The problem with patents in tech

Patents are everywhere, and of course not just in the US, but there are particular industries where they show up more often than not. In our not so small corner of the world, we see dozens of patents on interesting technologies and potential products. Emphasis on "potential" because most of the time, they never come to be. Sometimes not from the party that filed the patent. More often than not, patents only surface when media get whiff of them or when used in a lawsuit. Because while patents were initially conceived to foster innovation, they run the risk of suffocating that very same thing instead.

The case of the sliding camera

Last week at MWC 2018, Vivo announced not a new phone but a concept phone, one that barely had any bezels. It wasn't just an idea but an actual working device that could be ready for mass production if Vivo wanted to do so. And one of the highlights of that concept phone was Vivo's solution for the problem of the front-facing camera: a camera that slides out from the top.

It was an alternative to the now inexplicably popular notch. Being one of the first to come with that notch design, Andy Rubin of Essential was naturally asked about it. Rubin practically dropped the mic by pointing to its patent for that exact same idea. In other words, for all the attention Vivo got from it, it wasn't exactly original.

For better or worse, Essential never used that patent and probably never will. It will sit in its patent portfolio, gathering dust, until someone decides it's worth paying the company a handsome sum to use that patent. There will probably be lawsuits or licensing agreements involved unless Vivo goes back to the drawing board. Because, sadly, that's what the patent system has become.

Letters Patents

There's still some discussion on where patents actually originated, with some tracing roots as far back as Ancient Greece. But we don't have to go that far since the modern patent system can actually be traced simply back to the medieval period. It supposedly came from the phrase "letter patents", which was a document that, like today's patents, granted someone exclusive rights, particular to an invention.

The difference back then was that these rights were granted in exchange for disclosing the invention to the public.
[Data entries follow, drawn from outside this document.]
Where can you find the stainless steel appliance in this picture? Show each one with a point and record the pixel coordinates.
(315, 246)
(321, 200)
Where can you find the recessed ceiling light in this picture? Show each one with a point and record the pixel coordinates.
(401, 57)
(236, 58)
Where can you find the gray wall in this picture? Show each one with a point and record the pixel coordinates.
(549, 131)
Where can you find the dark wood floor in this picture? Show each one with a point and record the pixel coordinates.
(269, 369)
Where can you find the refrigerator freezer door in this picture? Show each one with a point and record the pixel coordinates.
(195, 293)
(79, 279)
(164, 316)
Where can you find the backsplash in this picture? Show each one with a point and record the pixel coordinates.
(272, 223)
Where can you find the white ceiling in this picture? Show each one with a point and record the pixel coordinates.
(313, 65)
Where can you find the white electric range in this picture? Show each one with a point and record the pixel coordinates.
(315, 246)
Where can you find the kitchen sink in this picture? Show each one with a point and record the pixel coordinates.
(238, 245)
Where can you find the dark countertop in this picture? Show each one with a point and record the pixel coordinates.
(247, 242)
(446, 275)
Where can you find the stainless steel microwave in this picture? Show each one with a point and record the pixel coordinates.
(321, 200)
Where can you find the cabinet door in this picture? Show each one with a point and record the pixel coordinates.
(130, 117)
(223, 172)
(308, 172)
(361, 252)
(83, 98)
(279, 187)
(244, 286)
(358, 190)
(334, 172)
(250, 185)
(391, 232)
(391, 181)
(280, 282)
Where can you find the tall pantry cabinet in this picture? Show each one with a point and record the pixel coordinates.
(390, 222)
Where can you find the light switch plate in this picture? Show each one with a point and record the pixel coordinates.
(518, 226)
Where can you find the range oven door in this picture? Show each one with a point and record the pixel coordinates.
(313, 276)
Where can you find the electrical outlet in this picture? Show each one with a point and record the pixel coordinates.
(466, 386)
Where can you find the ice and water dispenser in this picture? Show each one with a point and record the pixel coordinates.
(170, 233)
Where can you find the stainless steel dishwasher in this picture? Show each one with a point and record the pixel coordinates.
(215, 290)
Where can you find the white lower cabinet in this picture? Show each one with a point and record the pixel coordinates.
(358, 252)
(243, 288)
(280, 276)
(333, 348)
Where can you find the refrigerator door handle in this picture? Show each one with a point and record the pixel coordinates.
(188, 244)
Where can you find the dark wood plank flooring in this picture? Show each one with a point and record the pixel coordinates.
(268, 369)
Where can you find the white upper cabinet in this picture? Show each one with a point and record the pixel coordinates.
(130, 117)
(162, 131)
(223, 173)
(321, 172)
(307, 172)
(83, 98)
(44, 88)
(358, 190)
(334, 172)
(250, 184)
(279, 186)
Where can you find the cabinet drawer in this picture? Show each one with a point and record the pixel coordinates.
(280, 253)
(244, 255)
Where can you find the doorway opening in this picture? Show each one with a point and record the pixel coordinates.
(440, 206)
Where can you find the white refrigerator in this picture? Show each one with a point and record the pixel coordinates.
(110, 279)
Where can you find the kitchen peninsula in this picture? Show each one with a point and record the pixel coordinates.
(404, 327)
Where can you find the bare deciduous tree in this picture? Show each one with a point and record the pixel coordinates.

The patent holder had exclusive rights to the invention but the emphasis was on putting it in public domain for the common good. In other words, the value of patents was in their utility, not simply in having the idea, especially one that may not exactly have a concrete product derived from it. Or at least not yet.

Design and Math

Over time, the patent system naturally grew to include more forms of "inventions". Two particular types of patents have been put under scrutiny these past years, in no small part thanks to high-profile patent lawsuits.

Design patents, known as industrial design rights in other territories, cover ornamental, that is, not utilitarian, aspects of an item. Some would argue that design sometimes carries a level of utility, like the ridges in a soda bottle for better grip, or the appearances of computer icons for better usability.

More contentious, however, is the case of software patents, applied on computer programs, libraries, and algorithms. Software has become a very critical commodity in this digital and Internet age, so they shouldn't be taken lightly or relegated to the realm of "theoretical". That said, many liken patenting software to patenting mathematical formulas, which does sound ridiculous to some extent.

Exclusive Property

But while patents have grown in scope, they have sadly devolved in purpose and use. As a form of intellectual property, patent systems today, especially in the US, place more emphasis on the "property" aspect. Legally, patents are not a "right to make", that is, to actually use the patent. It is, instead, a right to exclude others. To put it bluntly, a patent basically means "if I'm not going to use it, nobody will". That is, unless a licensing fee is paid.

In an ideal world, that licensing fee is a fair trade for use of an exclusive property and to compensate the time and effort poured on research and development. Presuming that is the case. In practice, it has become a useful weapon to scare competitors or make them yield some cash. Patent laws often don't require patent owners to actually use the patent, only that they prove either ownership or validity of the patent. And this has led to a still profitable business of simply holding patents and suing companies. The system that was created to benefit the common good by inspiring innovation and protecting inventors has become a tool to protect vested interests and stifle those who might even dare produce an actual, usable product, whether they knew about the patent or not.


A few years ago, there was a large cry for reforming the US patent system due to some high-profile cases. That cry seems to have died out as companies decide to settle things behind closed doors instead. After all, it's far more profitable in the long term to preserve the status quo rather than fix a broken system.

Patents themselves aren't necessarily wrong in that they protect a person's property. Over the centuries, however, it seems that the "for the common good" part has been left out both in spirit and in the letter of the law. And in a patent-litigious society, we might never come to see a variety of new touch gestures, foldable devices, or even slide out cameras.